Tour guide Andre Lecoz looked surprised when travelers cheered and applauded as he introduced them to the Carnegie Library in Reims, France. “We’re from Pittsburgh,” they shouted proudly. It was the first place he showed us as we drove through the quaint city on a bus.
The top of the stone building reads Bibliotheque and although it was closed the day we toured the town, Andrew Carnegie’s bust greets visitors at the entrance.
It’s one of three European cities to have library funded by the Carnegie Foundation for International Peace. Besides Reims, there are libraries in Leuven, Belgium and Belgrade, Serbia. Reims was chosen for a specific reason according to Lecoz. “This city had been terribly damaged by the war and Carnegie decided to do something,” he said.
The foundation gave $200,000 to begin construction in 1920, the year after Carnegie’s death. It’s innovated curved design allows what would amount to 10 kilometers of books to be stored on five levels in a semicircle.

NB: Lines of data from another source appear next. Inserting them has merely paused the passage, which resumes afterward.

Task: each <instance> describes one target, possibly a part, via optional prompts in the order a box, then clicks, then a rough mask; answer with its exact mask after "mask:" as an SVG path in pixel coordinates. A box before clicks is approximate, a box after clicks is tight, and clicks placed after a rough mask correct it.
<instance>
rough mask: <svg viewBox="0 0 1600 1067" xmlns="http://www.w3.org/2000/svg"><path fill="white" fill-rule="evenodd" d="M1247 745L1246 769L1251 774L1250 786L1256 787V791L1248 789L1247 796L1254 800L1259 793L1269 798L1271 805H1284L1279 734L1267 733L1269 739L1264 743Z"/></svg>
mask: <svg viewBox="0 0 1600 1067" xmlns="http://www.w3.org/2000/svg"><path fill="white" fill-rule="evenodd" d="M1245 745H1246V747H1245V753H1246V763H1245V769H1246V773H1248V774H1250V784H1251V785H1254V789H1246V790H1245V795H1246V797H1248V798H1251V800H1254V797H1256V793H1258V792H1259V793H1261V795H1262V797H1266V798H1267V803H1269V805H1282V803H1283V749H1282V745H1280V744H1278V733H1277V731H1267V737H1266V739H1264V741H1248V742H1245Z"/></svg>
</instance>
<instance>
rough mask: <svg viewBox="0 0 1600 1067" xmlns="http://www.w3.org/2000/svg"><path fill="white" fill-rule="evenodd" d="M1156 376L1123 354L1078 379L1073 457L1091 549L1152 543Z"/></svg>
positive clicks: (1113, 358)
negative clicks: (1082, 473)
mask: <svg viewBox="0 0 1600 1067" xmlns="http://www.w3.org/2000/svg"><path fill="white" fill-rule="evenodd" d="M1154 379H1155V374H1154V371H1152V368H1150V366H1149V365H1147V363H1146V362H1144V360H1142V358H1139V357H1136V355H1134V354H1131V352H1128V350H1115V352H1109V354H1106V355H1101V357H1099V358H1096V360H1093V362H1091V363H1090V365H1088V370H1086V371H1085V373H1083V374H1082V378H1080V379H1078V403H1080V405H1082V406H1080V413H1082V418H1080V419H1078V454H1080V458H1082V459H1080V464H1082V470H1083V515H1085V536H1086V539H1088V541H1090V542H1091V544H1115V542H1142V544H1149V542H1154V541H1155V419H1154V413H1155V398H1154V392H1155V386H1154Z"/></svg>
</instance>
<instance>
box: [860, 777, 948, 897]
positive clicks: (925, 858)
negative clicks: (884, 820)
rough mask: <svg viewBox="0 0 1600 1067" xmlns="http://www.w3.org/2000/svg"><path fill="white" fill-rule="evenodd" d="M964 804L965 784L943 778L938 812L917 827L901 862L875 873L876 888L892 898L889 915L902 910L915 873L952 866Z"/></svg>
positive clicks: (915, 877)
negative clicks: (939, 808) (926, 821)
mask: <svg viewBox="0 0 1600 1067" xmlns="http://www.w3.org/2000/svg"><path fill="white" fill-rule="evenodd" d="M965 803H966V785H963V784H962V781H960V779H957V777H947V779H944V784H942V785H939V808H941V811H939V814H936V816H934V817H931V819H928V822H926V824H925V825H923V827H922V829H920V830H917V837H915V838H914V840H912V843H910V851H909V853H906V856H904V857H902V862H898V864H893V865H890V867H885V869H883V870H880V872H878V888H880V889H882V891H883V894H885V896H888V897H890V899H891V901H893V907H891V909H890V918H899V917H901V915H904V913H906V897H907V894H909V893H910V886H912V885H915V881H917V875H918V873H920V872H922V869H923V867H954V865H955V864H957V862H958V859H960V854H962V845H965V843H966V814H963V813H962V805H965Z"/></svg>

It was completed in the 1927. On the walls you can find 14 intricate mosaics in marble representing intellectual, physical and work activities.
Standing under a restaurant awning to avoid the rain, Lecoz explains what Carnegie hoped for his libraries. “In his mind when people read books, they could become enlightened and prevent wars. After a short pause Lexoz added, but it did not.”
Reims actually did play a part in the peace process though, as it was the site of the unconditional surrender of the Germans in WWII on May 7, 1945. The room where the historic agreement was signed has remained unchanged since that day, well almost unchanged. Lecoz told the story of witnesses to the signing removing all the ashtrays at the end of the day, taking them as souvenirs. Decades later an American tourist visiting the site, pulled one of the ashtrays out of his pocket and gave it to the Museum of Surrender. His father had walked out of the room with the ashtray on that day in 1945.